(background)

The beginning of Everything After was Spring 2002, when Justin Grinnell asked me to compose a piece for his Junior Recital. After thinking about the setting, i wrote There is Beauty There Waiting For You for a quartet of vibraphone, piano/voice, acoustic bass and drumkit. The performers were Nathan Hubbard, Melonie Sacalamitao, Justin Grinnell and Dave Pshaida.


This idea of vibes, voice and piano sat around for awhile until early 2004, when i found an old notebook holding most of the music i wrote in high school and earlier. I put together a recording session to document most of it, using the (then working) group Something Strange Is Afoot (Nathan Hubbard, Justin Grinnell, James Burton) with Melonie Sacalmitao on Piano. We spent an afternoon dealing with my horrible handwriting and less than inspired harmonic language of that period. But this music put us into a more traditional space in terms of harmony and melody, which was a refreshing contrast to the multi-layered music we had been working on as a trio.
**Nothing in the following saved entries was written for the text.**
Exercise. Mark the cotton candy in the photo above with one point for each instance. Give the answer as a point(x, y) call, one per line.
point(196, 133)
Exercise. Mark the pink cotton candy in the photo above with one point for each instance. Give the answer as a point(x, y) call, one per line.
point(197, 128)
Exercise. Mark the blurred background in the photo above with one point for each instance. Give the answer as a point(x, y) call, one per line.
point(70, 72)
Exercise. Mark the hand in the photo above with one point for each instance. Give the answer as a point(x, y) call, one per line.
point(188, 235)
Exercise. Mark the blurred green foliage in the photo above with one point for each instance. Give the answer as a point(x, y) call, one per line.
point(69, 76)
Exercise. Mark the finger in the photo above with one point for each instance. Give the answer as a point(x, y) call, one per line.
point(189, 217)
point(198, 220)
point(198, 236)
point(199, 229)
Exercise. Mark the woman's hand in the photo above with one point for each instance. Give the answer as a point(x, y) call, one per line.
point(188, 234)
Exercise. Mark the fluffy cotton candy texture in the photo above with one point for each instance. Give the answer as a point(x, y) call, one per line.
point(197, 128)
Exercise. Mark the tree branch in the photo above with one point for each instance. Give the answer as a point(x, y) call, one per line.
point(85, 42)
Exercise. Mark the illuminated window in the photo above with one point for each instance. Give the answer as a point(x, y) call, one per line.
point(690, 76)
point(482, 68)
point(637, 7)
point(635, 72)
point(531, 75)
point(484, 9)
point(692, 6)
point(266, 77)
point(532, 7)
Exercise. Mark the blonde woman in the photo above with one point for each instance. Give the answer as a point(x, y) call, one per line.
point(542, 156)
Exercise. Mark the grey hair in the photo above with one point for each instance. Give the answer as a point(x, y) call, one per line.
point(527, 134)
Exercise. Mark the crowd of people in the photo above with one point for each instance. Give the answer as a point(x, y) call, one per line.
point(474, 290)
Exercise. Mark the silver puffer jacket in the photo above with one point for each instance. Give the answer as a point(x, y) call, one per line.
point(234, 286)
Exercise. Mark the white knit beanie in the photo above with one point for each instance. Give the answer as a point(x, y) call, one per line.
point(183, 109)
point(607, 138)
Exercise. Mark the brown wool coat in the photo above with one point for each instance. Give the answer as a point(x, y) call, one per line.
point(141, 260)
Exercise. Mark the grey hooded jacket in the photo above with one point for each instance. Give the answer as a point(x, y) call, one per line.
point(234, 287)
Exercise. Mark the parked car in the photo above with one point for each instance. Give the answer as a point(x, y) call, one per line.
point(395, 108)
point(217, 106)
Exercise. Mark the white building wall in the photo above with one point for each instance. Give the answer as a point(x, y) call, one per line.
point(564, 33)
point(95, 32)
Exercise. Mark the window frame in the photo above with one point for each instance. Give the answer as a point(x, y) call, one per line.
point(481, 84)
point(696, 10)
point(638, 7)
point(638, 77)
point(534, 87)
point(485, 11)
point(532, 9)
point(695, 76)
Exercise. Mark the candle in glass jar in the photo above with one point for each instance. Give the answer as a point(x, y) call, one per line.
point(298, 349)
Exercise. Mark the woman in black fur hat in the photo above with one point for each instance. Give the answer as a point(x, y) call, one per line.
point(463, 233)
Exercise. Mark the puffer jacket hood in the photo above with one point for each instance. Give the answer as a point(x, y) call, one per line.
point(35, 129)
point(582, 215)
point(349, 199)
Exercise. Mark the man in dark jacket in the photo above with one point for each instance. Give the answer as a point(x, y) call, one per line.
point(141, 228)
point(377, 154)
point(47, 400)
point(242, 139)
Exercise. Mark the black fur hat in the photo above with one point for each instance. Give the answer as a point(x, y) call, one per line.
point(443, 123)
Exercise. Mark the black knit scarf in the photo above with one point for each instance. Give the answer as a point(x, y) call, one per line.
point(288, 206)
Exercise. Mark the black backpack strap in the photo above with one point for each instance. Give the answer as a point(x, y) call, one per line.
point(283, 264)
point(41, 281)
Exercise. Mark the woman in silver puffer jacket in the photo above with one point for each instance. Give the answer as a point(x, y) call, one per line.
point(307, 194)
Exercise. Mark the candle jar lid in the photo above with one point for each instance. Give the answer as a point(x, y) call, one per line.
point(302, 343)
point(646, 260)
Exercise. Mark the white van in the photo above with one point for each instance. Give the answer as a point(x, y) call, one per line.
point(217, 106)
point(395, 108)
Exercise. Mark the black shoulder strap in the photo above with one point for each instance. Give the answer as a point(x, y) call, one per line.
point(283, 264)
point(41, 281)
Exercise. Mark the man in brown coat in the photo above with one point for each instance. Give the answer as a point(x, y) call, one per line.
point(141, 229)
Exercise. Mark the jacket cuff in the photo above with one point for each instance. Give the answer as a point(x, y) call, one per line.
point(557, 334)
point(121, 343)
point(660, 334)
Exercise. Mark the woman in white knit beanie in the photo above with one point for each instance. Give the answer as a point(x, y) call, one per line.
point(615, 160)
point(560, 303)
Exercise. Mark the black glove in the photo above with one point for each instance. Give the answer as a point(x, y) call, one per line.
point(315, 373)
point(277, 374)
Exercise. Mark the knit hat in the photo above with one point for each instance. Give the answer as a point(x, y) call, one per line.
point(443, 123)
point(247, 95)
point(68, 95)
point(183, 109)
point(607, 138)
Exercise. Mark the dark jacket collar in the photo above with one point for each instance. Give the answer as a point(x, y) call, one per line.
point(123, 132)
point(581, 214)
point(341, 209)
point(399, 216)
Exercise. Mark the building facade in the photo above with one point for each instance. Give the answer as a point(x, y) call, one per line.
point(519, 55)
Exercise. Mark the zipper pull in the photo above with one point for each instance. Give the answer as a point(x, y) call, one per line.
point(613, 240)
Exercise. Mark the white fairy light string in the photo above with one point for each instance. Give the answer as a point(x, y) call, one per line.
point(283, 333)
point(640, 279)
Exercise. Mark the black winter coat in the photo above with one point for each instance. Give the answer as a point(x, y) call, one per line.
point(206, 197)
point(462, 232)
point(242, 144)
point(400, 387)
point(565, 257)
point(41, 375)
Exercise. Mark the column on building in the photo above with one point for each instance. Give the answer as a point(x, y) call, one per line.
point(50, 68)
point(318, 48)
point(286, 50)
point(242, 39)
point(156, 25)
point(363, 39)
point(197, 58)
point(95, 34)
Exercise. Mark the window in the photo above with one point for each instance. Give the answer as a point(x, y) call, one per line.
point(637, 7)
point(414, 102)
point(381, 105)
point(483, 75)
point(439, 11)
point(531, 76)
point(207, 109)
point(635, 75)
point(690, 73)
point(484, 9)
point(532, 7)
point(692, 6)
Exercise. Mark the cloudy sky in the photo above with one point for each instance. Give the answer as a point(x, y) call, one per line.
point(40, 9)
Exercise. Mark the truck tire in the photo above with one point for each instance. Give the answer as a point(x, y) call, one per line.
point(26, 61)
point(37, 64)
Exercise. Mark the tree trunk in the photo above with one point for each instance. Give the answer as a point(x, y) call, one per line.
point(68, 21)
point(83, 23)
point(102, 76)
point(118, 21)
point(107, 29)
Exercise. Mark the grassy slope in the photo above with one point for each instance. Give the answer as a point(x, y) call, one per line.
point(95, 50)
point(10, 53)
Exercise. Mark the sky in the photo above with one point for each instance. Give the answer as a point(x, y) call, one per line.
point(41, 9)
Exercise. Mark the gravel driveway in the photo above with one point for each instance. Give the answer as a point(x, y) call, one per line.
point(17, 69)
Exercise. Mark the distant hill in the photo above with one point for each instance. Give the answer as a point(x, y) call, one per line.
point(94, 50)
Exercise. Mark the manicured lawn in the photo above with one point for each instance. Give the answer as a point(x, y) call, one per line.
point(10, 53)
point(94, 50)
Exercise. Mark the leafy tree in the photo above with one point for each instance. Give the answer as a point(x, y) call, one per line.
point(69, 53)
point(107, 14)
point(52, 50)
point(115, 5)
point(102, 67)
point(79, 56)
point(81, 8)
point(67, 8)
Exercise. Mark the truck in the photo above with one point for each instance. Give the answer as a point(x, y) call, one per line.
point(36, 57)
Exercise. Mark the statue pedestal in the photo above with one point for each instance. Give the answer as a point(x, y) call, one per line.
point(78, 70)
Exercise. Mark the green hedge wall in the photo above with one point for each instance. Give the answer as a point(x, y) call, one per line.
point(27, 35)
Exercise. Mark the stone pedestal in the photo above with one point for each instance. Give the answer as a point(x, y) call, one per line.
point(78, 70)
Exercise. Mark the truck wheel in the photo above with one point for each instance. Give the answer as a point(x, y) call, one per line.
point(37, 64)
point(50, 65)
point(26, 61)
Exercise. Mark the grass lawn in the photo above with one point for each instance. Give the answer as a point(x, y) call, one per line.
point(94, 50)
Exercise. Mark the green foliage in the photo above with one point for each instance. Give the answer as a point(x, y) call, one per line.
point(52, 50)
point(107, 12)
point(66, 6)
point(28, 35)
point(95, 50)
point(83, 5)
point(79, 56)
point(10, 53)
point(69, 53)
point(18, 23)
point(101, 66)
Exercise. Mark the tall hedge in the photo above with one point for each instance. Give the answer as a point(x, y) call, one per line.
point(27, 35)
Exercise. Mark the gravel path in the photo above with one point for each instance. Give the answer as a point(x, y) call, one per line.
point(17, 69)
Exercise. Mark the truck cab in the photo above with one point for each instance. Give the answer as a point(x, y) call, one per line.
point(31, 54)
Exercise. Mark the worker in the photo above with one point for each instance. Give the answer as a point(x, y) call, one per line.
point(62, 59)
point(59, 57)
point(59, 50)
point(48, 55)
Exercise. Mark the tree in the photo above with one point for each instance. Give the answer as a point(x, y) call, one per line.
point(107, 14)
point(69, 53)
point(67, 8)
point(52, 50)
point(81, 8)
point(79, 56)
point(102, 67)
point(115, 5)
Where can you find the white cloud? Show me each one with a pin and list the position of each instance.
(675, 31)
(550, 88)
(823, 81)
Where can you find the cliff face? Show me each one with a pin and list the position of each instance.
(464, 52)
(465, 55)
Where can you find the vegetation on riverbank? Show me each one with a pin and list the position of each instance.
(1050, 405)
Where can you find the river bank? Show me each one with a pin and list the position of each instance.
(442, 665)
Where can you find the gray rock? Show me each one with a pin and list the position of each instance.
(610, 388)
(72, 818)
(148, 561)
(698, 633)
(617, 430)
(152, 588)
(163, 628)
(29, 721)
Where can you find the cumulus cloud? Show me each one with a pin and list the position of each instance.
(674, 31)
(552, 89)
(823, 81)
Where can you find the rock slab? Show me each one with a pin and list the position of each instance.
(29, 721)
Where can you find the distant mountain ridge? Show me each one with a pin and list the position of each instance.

From that point, i began to work on a performing group, using some of this earlier music and writing new pieces based on this instrumentation.

This music has a clear beginning in the music i was writing for the quartet Return To One, especially during our Firecliffs era (2000-2001). However, where the RTO music was a melding of woodwind based music with voice, this music starts with the voice-vibraphone-piano combination in mind.

The main focus of this group is the melding of the vibraphone and piano timbres, so much of this music is those instruments playing in unison. The addition of the female voice to the group adds a warmth and (much needed) definition of breath lengths.

 

 

Vibraphone is a tricky instrument to blend with. Over the past several years i've lead several groups that were formed to investigate the timbral possibilities of different instruments with the vibes -


1. Everything After (woodwind version) - a look into combining the vibes with flute and the acoustic bass with bass clarinet. For me, the flute smoothes out the vibes. This can be a challenge of orchestration in different ranges of the flute, but the payoff is well worth it - its a beautiful sound.


2. Passengers - vibes and guitar with two electric basses and drums, the same lineup Gary Burton used in 1970's for the classic recordings Ring and Passengers. In my mind, the guitar gives a bit more bite to the attack of the vibes as well as challenging normal notions of vibraphone voicings.


3. Everything After (piano version) - Similar to the guitar, the piano has a better attack than the vibes as well as a longer sustain. The wide range of the piano also offers new compositional ideas, playing above and below the vibes and bass.

 

 

I have to admit the biggest problem in this group - the name. Naming bands has never been easy for me. Originally this group was called "The Adrian Rollini Trio +", as we were the Adrian Rollini Trio plus Melonie Sacalamitao. When the ART changed its name, i was calling the group the Nathan Hubbard Quartet for a while, but that sounded too bland to me. Next i decided to name the group Everything After, with the catch that i was running two different groups simultaneously under that name - both set up around the vibraphone, one with the piano-voice-bass-drumkit setup, the other with two woodwinds, bass and percussion. After some time, i shut down the woodwind group, but have incorporated a few of those pieces into this ensemble.

So thats it, at this point i have no plans on changing the name, but be sure to check back in a few months to see if anything has changed.